Example of a CircuiTikz subcircuit demonstrating antiparallel MOSFETs and a current sense resistor.
This tutorial demonstrates utilizing the CircuiTikz package of LaTeX to create reusable circuits intended to be incorporated as part of a larger document (for example, a paper, poster, or system diagram) or as a standalone vector graphics asset for use in other documentation formats.
For broad compatibility, all tools utilized are constrained to those included
in a standard TeX Live distribution. Therefore, texlive (linux), MacTeX (macOS), MikTex (Windows) or Container thereof is required.
Additionally, it's worth making sure that dvisvgm successfully locates the GhostScript dynamic library on your system via
dvisvgm -V1.
The included Makefile contains all commands to render the graphics assets.
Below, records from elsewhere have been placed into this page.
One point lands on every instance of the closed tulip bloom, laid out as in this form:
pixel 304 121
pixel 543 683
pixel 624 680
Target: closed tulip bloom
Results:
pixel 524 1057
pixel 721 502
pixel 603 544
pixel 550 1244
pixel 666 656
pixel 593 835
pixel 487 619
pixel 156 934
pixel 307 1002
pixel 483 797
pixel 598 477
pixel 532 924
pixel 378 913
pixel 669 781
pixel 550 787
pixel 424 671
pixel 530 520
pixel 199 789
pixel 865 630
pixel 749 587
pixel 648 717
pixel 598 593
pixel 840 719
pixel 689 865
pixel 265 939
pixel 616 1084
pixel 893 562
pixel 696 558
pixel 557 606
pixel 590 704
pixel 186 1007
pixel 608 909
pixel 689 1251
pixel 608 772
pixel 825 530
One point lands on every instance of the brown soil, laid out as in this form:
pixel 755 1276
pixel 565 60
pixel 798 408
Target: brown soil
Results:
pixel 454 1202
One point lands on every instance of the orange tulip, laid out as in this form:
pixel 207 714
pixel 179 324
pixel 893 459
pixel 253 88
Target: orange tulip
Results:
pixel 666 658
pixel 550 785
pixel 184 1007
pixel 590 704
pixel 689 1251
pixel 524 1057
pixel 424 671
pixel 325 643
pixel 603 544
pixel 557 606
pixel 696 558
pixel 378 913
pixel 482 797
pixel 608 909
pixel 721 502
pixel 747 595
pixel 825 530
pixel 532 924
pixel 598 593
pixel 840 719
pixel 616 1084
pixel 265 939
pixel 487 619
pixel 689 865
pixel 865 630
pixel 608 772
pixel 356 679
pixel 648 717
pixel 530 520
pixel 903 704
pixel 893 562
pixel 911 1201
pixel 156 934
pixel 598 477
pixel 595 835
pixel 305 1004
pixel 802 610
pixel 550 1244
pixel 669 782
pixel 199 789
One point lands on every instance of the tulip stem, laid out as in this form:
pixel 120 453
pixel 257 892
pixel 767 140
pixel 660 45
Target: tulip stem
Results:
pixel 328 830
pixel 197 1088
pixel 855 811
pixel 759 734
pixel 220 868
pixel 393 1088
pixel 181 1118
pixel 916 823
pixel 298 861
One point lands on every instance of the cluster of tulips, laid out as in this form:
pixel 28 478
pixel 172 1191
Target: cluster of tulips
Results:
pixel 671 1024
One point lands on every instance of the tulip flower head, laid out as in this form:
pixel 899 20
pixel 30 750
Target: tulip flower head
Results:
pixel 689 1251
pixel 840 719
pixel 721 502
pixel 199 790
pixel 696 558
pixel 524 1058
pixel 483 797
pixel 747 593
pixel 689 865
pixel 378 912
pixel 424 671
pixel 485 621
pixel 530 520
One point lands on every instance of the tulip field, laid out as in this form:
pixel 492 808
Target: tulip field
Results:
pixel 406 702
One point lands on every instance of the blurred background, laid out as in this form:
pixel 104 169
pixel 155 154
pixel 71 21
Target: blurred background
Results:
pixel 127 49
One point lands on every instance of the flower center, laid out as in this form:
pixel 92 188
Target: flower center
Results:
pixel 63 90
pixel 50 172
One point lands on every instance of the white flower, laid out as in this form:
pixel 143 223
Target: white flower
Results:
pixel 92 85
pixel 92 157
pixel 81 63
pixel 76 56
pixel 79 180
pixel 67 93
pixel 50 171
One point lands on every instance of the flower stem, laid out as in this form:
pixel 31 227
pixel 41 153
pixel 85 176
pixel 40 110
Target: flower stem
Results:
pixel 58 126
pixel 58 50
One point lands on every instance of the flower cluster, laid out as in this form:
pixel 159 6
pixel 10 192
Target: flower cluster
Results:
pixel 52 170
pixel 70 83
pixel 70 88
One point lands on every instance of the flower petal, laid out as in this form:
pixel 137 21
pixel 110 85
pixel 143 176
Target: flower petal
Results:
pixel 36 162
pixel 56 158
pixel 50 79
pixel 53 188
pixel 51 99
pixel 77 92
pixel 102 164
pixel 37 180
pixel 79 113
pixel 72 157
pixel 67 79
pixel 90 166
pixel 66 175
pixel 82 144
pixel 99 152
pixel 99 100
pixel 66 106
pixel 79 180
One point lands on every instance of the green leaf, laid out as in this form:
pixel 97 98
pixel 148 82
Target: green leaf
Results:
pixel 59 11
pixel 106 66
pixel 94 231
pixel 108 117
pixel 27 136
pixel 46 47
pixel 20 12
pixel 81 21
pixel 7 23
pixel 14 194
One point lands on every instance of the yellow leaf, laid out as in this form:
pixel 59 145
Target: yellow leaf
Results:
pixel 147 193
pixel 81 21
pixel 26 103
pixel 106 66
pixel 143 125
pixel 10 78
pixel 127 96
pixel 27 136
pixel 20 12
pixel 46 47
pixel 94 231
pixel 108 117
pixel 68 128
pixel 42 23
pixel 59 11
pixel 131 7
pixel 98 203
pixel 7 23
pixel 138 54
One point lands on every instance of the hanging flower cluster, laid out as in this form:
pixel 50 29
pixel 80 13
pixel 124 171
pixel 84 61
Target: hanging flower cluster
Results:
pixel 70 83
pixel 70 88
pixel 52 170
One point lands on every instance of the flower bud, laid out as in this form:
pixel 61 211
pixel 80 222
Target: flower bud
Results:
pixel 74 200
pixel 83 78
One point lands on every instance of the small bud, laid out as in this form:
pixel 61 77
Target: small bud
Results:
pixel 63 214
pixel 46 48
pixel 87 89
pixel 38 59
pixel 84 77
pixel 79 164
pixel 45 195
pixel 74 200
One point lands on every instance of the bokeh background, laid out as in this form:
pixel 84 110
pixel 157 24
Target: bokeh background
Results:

Use the tex target to generate the PDF output and the svg target to
generate the SVG output. Note that the later command is dependent on the
former. For convenience, the all target runs both sequential. Additionally,
the clean removes the TeX artifacts while distclean removes both artifacts
and outputs.
After considering various options, the most straightforward approach seemed
to be to use latexmk to delegate latex to generate DVI->PDF and dvisvgm
to convert DVI->SVG using a Makefile. As a more modern alternative, it's
also possible to use xelatex to generate XDV->PDF and dvisvgm to convert
XDV->SVG.
- Add GitHub Action for continuous integration
- Avoid specifying GhostScript dynamic library path via environmental variable
- Add option for using
xelatex - Try
dvisvgmTikZ package option
It's technically possible to use the standalone LaTeX package to export
bitmap and vector graphics with the convert configuration option. Martin
Scharrer, the author of standalone, elaborates on that point in a Stack
Exchange answer. However, I had a
some difficulty getting this method to operate as intended with latexmk.
At first, the conversion failed to execute without the latexmk -shell-escape
option. Note that latexmkrc file would need entries like:
$latex = 'latex -shell-escape';
as a required option each interpreter(latex, xelatex, etc.). This would be
fine if not for the second issue.
After that, the conversion failed due to dvisvgm being unable to locate the GhostScript dynamic library path. This may be a primarily macOS and Homebrew issue. With:
export LIBGS=/opt/homebrew/Cellar/ghostscript/[version]/lib/libgs.dylib
the dvisvgm generated the expected output with the Makefile.
However, as alluded to before with the -shell-escape option, the dynamic
library path would need to be fixed globally for latexmk to spawn another
shell to successfully execute the convert configuration option.
To avoid adding any OS-specific configuration to this codebase, this repository will assume a functional GhostScript support until this issue can be resolved.